What an extraordinary region. The Grampians are a range of sedimentary uplifts some 300m high. One can only imagine the forces at play.
Firstly though, being settled by Launcestonians, Mechanics Institutes were a precursor to civilisation (Byaduk and Macarthur):
This is the Grampians from my accommodation:
Halls Gap is, somewhat surprisingly, a gap in the Grampians Ranges. It is well seen from this lookout on the Mount Victory/North Grampians road;
Mackenzie Falls are, well deservedly, a highlight of this area.
Along the many walks there were lots of birds to be seen, the highlight seeming to be the male and female Scarlet Robin:
But I was lucky to bump several times into Paul and Laura, and under a single oak tree near the Warnook Weir, Laura showed Sherlock Holmes observation powers to look up to see what had pooped down. I was again lucky to be summoned to identify the strange birds.
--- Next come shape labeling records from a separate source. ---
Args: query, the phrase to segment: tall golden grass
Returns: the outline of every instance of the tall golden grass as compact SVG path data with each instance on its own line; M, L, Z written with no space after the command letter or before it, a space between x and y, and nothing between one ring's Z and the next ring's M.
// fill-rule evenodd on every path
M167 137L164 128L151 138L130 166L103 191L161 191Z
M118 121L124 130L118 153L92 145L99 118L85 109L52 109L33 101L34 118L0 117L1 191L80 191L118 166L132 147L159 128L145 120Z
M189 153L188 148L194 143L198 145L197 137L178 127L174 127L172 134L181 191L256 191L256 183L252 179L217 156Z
At first there seemed to be two Nankeen Night Herons, my favourite bird. Later we found there were in fact three, one breeding male and two others. Perhaps my most amazing bird findings ever. I can’t possibly choose the best photos so this is a selection
The last photo is of the breeding male with the show-tell feather spur from the back of the neck.
Many of the usual suspects graced the shallows, including this Great Egret pair.
The Grampians are certainly extraordinary.
And the guests on the lawns at the excellent Halls Gap Valley Lodges included superb fairy wrens (including males losing their breeding blue) rabbits, emus, kangaroos, white browed scrubwrens, white browed babblers (my first sighting), crimson and eastern rosellas, kookaburras and many assertive sulphur-crested cockatoos. The white-browed babblers (my first sighting) are at the end.
The swing got lots of attention from this ‘roo. To borrow from Austentashus: “You can garoo, you can!”